Türk siyasetçisi ne söyler?

AKP’li bir belediye başkanı daha istifa etti. Haberin bu “daha”da cisimleşen siyasî kısmını geçiyorum. İstifa eden Düzce belediye başkanının kimi kıymetli yönleri üzerinde de durmayacağım, bunlar için Evrensel’in veya  Diken’in haberlerine bakabilirsiniz.

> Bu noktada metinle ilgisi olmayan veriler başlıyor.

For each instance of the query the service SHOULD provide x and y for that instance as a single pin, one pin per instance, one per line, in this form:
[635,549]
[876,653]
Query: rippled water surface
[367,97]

Bendeniz, müstâfî başkan Mehmet Keleş’in istifa mektubunu didiklemeyi tercih edeceğim. Böyle didiklemeler, “kendimizi tanıyalım” dersinde çok işe yarıyor. Yapacağım basit: başkanın veda mektubundan bazı kelimeleri çıkaracak, geride kalanları, sırasını bozmadan ardarda aktaracağım. Buyurun:

“…sonsuz sevgi ve saygılarım… Uzun yıllardan beri … en güzel hizmetleri …çalıştım. Yaptığım hizmetler … Ne yazık ki, …hizmet etmek için gece gündüz … gönül verdiğim partim… yıpratmak … yalan, dedikodu ve iftiralar… çirkin kampanya… partim ve kutsal davamız… büyük bir heyecan ve istek… şahsım, ailem, Düzcemiz, partimiz ve davamız… çirkin iftira ve karalama kampanyaları… hem hukuk önünde, hem de mahşer gününde hesaplaşacağım… canımdan aziz bildiğim ve gönülden bağlı olduğum yüce davam ve partim… bağlılığım… her zamankinden daha üst seviyede artarak… Saygıdeğer dava kardeşlerim, mesai arkadaşlarım, sevgili Düzce halkı… sonsuz sevgi ve saygılarım…”

Böylece, başkanın 150 kelimelik veda mektubunun 89 kelimesini, yani yaklaşık % 60’ını aktarmış oldum.

Diyeceksiniz ki, istifaya yolaçan sebepler herhalde öbür % 40’ta kaldı. Hayır. Orada kalanlar, şu yukarıdakileri tam cümle haline getiren unsurlar. Buraya aktardıklarım ise, Türk siyaseti. Türk siyasetçisinin hem kılıfı hem muhtevası; özü belki. Paramızla altına 650 bin liralık araba çeken adamın kendine saray yaptırmış biri liderliğindeki yüce davasının kısa anlatımı.